NCPA - Opinion Editorial - The Myth of Employee Ownership

Bruce Bartlett, Senior Fellow, National Center For Policy Analysis Monday, December 9, 2002.

The imminent bankruptcy of United Airlines may be the final blow to an idea that once entranced both liberals and conservatives. Known as industrial democracy, its proponents preached that employee ownership of the means of production could overcome the historical conflict between management and labor. But as UAL, an employee-owned company, demonstrates, it works a lot better in theory than practice.

The left-wing approach to industrial democracy grew out of Marxism. Karl Marx argued that the fundamental economic problem of the industrial age was the alienation of labor from its product. Previously, workers made entire products by hand for their final owners. But once they joined factories, workers might only make one small part of the product and had no idea who its final owner might be. For some reason that I have never been able to comprehend, Marx thought this was a big problem.v Unfortunately, Marx convinced a lot of other people that it was a problem as well. They concluded that only socialism would solve it--total state ownership of all productive assets. The theory was that workers controlled the state and would thereby own the assets. Thus workers would no longer be alienated and exploited by greedy businessmen. Part of this theory assumed that owners and managers added nothing whatsoever to the production process and were, by definition, parasites.

In the early 20th century, some industrial democracy advocates took a more moderate approach. They said that it was unnecessary to go all the way to socialism in order to gain its benefits. Advocates of industrial democracy pushed for employee ownership of companies and plants within capitalist countries. They thought that the benefits would be so manifest that eventually socialism would emerge by evolution, rather than revolution.

Interestingly, as the left's interest in industrial democracy waned in the 1950s, some conservatives picked up the idea. Pushed mainly by lawyer Louis Kelso, he argued that employee ownership could overcome the adversarial relationship between business managers and labor unions. Kelso thought that if workers could participate more in business decisionmaking and also share in its rewards, they would be willing to moderate demands for excessive wages and work rules that hampered productivity. The result, he thought, would be a win-win situation for management and labor.

Kelso's ideas got a big boost in 1973 when he convinced Senator Russell Long, Democrat of Louisiana and chairman of the Senate Finance Committee, to support them. Although fundamentally conservative economically, Long also had a populist streak inherited from his father, Huey Long, a governor and senator from Louisiana famous for his populism. Kelso's idea of using the tax code to create employee stock ownership plans (ESOPs) appealed to Long, who put it into law in the mid-1970s.

The ESOP legislation led to a sharp increase in employee profit sharing plans. In a few cases, such as the Weirton Steel Company and Hyatt-Clark Industries, workers took full ownership in order to stave off layoffs or bankruptcy.

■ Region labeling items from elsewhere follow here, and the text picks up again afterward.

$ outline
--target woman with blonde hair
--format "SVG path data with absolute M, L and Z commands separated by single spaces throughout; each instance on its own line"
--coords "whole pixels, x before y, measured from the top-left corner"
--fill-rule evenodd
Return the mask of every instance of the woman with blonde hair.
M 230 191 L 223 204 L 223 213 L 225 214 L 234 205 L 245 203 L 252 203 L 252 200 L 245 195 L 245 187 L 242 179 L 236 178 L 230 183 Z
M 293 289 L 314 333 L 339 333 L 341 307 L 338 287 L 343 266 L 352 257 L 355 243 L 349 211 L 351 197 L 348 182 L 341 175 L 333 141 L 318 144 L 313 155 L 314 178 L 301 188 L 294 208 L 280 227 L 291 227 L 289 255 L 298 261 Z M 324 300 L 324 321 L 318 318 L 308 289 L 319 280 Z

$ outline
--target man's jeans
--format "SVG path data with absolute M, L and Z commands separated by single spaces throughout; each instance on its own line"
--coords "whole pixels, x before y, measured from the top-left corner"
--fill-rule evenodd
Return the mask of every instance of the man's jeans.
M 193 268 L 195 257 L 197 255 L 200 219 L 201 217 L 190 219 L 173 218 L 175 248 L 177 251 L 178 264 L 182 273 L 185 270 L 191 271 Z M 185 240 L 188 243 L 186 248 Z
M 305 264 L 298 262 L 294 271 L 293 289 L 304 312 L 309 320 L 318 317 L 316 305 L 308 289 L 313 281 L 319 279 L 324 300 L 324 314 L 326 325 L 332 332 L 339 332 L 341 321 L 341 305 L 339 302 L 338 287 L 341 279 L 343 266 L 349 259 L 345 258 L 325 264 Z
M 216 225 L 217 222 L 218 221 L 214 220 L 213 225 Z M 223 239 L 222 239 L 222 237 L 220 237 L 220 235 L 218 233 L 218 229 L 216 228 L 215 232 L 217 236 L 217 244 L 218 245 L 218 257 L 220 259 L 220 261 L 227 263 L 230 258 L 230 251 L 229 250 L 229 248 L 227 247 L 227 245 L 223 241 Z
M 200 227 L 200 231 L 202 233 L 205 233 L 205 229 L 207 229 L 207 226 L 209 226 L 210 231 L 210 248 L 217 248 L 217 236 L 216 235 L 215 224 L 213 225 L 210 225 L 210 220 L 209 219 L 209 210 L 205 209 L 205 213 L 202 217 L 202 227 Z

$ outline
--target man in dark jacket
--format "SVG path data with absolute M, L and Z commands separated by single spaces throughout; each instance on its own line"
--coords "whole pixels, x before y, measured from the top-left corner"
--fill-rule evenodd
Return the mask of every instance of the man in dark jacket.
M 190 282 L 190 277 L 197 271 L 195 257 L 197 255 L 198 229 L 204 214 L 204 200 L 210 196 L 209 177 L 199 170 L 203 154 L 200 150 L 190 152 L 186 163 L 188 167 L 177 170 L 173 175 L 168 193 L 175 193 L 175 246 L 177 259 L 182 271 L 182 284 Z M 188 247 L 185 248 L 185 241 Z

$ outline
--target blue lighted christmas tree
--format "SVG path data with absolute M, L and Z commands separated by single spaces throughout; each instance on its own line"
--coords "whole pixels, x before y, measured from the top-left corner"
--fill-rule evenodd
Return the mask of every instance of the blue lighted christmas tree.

However, Weirton ended up laying off workers anyway and Hyatt-Clark went out of business a few years after workers took control.

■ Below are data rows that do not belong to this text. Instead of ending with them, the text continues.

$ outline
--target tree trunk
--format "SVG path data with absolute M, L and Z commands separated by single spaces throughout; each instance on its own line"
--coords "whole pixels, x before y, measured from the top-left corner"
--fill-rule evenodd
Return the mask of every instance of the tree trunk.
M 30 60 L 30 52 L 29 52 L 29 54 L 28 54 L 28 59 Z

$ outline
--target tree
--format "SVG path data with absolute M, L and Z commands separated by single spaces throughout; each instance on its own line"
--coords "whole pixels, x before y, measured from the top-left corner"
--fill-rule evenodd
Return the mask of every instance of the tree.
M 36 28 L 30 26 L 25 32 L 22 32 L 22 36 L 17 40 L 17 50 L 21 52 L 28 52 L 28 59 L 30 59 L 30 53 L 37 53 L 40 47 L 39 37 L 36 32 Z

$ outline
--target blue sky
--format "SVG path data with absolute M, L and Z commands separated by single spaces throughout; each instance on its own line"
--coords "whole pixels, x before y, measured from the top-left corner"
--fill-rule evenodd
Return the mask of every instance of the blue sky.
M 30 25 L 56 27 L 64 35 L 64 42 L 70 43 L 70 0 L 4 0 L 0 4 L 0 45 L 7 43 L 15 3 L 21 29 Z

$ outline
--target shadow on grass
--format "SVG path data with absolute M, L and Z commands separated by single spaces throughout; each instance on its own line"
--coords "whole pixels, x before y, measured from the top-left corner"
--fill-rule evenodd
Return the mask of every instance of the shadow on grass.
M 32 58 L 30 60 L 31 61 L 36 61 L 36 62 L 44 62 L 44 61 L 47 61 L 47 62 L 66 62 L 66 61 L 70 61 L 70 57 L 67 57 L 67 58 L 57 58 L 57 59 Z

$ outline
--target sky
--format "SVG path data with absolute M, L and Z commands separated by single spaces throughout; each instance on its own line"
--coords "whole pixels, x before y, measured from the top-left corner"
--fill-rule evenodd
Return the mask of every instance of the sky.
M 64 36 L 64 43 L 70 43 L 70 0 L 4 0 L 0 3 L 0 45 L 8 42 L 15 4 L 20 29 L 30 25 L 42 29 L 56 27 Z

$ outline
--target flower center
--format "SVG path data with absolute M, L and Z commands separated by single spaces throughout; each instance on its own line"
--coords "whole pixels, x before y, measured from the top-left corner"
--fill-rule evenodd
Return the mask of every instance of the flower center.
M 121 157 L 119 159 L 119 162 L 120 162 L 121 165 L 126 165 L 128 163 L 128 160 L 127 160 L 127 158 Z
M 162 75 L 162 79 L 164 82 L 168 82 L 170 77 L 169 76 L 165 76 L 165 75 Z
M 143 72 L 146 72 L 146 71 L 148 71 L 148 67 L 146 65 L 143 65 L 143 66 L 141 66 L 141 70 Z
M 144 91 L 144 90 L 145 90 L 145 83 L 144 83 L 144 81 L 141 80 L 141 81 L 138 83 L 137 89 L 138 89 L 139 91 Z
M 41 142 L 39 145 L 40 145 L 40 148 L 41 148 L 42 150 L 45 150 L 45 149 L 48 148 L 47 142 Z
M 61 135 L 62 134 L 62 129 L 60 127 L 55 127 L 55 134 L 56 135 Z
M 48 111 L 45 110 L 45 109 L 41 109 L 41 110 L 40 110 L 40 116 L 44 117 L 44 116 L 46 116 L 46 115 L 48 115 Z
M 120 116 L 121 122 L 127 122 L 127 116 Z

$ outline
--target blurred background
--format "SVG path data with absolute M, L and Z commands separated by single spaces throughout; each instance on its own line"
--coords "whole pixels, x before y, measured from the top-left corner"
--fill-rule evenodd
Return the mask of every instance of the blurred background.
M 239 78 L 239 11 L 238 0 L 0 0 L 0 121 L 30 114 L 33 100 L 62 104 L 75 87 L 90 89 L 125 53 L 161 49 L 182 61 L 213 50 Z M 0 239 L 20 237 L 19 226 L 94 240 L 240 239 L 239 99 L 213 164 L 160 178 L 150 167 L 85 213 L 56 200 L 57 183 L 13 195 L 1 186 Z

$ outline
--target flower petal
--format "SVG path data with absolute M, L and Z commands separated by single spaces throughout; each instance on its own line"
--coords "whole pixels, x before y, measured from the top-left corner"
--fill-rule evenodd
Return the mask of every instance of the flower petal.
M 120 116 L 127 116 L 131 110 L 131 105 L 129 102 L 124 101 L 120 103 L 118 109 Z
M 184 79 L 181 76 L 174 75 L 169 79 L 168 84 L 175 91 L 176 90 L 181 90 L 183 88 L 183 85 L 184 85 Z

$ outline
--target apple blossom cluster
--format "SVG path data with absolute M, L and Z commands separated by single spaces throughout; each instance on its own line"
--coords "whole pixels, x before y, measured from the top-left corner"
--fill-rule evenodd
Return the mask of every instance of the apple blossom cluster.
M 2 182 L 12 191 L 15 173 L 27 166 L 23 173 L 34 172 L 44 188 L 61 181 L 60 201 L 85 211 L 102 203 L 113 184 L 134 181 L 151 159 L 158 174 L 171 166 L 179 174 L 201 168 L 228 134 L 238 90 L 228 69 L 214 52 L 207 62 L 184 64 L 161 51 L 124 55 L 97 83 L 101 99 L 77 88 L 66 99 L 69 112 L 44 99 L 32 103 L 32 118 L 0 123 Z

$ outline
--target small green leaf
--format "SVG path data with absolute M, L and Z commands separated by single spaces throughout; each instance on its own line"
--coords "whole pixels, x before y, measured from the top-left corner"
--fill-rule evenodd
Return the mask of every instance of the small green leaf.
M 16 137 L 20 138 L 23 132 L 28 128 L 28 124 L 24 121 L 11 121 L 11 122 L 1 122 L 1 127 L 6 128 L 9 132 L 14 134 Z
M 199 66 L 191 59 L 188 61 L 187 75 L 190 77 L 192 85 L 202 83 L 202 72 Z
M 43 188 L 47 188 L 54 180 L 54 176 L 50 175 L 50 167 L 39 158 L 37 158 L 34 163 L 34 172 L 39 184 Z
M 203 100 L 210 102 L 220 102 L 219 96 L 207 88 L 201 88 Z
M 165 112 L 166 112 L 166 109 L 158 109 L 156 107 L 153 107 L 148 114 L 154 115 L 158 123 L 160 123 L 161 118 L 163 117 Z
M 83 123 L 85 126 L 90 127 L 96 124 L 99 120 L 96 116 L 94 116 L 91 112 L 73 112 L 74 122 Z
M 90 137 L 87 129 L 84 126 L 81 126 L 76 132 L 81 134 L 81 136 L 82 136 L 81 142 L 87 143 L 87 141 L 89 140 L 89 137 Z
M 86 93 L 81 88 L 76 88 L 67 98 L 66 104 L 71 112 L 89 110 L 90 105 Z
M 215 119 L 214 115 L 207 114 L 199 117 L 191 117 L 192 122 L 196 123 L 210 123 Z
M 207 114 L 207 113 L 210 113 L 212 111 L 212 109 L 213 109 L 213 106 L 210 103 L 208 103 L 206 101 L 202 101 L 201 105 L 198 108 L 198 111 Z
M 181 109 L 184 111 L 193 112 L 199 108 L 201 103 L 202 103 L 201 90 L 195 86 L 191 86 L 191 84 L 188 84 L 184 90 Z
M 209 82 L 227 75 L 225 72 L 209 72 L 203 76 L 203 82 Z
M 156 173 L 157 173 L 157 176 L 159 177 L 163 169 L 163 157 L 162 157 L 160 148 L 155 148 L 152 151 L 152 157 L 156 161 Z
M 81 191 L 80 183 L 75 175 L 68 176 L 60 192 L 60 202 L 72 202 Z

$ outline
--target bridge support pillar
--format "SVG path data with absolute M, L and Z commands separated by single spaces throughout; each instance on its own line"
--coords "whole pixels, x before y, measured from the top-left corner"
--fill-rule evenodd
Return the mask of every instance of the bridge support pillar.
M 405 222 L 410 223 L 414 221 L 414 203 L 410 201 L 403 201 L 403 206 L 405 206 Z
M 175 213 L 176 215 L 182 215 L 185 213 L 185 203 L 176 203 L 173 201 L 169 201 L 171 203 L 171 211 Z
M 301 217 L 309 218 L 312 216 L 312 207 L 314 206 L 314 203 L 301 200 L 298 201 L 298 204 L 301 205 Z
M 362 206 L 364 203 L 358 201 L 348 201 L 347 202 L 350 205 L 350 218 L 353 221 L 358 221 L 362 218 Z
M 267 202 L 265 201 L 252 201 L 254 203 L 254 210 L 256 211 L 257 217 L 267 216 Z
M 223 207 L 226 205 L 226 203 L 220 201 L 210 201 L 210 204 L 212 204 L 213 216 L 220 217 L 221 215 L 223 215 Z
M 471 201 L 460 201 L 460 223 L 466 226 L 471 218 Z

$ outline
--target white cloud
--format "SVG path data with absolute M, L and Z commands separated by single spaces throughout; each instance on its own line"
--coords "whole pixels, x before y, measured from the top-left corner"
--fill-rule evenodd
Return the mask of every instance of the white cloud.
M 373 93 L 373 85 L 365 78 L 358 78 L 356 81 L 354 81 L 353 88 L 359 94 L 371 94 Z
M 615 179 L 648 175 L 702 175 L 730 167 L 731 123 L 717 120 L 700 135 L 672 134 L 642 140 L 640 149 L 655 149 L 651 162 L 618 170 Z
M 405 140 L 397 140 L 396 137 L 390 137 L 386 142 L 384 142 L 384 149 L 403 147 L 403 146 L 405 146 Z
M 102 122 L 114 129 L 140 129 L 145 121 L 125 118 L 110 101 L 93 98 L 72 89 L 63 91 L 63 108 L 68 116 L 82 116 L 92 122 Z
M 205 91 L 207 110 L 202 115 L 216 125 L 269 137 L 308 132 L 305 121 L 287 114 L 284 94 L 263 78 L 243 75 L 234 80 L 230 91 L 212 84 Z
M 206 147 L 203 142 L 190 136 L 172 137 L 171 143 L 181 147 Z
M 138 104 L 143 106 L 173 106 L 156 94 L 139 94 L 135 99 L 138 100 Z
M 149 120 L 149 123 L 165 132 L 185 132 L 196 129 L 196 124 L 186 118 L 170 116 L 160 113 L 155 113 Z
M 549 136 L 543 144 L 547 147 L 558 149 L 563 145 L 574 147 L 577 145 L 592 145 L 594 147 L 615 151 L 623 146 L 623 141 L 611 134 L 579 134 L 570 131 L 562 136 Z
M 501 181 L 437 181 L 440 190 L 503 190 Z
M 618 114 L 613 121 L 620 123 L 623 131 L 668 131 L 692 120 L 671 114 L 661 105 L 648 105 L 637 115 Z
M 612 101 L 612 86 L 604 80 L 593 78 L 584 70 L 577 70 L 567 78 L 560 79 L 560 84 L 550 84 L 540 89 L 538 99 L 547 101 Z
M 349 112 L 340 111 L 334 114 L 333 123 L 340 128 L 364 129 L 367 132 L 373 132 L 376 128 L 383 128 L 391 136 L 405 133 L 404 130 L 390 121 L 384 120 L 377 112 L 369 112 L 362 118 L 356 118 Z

Economists that have looked at ESOPs generally find that there is no significant increase in productivity at companies with such plans. The benefits to each individual worker are too small to fundamentally change their attitudes. On the contrary, they often use their ownership to block productivity-enhancing changes. The result is that management is even more hamstrung than it was before, leading to losses and bankruptcies.

A December 4 report in the Washington Post looks at the experience of China with employee ownership, which the government strong encouraged. Workers proved unwilling to make radical changes, blocked layoffs, slacked off from work and often abused corporate assets. At the Jing Wine Company, for example, workers apparently drank much of the profits.

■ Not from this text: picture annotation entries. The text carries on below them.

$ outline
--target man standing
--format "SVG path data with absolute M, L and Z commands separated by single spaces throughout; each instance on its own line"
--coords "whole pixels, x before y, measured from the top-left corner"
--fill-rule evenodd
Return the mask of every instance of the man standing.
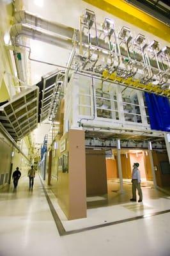
M 138 163 L 134 163 L 133 165 L 133 172 L 132 175 L 132 198 L 130 201 L 136 201 L 136 189 L 137 189 L 139 199 L 139 202 L 143 202 L 143 192 L 141 188 L 141 175 L 138 167 L 139 164 Z
M 31 165 L 31 168 L 29 170 L 27 176 L 29 178 L 29 188 L 33 188 L 34 185 L 34 179 L 35 177 L 35 170 L 33 165 Z
M 13 186 L 14 188 L 17 188 L 18 185 L 18 181 L 21 176 L 21 172 L 19 171 L 19 168 L 17 167 L 15 172 L 13 172 L 12 175 L 12 179 L 13 179 Z

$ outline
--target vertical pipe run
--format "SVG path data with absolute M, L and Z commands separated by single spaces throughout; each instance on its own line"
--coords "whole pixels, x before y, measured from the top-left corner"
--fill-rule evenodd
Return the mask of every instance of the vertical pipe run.
M 121 154 L 120 154 L 120 140 L 117 140 L 117 155 L 118 155 L 118 167 L 120 177 L 120 192 L 123 193 L 123 177 L 121 171 Z
M 153 187 L 155 188 L 157 188 L 157 180 L 156 180 L 156 175 L 155 173 L 155 168 L 154 168 L 154 164 L 153 164 L 153 159 L 152 156 L 152 147 L 151 147 L 151 141 L 148 141 L 148 153 L 149 153 L 149 157 L 151 164 L 151 169 L 153 175 Z
M 169 158 L 169 162 L 170 163 L 170 133 L 164 133 L 164 138 L 166 145 L 166 150 Z

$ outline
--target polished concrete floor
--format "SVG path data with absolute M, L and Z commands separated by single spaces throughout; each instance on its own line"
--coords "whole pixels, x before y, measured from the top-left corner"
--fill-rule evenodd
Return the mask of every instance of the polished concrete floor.
M 169 195 L 148 184 L 134 203 L 128 181 L 123 188 L 108 181 L 108 196 L 88 197 L 88 218 L 73 221 L 38 176 L 33 190 L 27 177 L 1 189 L 0 256 L 169 256 Z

Says economist Martin Sullivan about ESOPs in general, "There do not appear to be any microeconomic foundations to back up claims that employee ownership of large corporations is good for the economy. In fact, there are--unfortunately--many reasons for economists to believe employee ownership can just cause problems."

UAL seems to be the latest case of failure. Workers there have owned a majority of the stock since 1994--half of that owned by the pilots. Yet UAL has the highest salaries for pilots of any domestic airline--receiving as much as $306,000 per year. This is $43,000 more than at the next highest-paid airline, Delta, and twice what pilots at Southwest Airlines make. No wonder the company is losing money.

Employee ownership may still make sense as a way of privatizing government assets, but it is clearly no ticket to higher profits and productivity.

Source Bruce Bartlett, Senior Fellow, National Center For Policy Analysis Monday, December 9, 2002.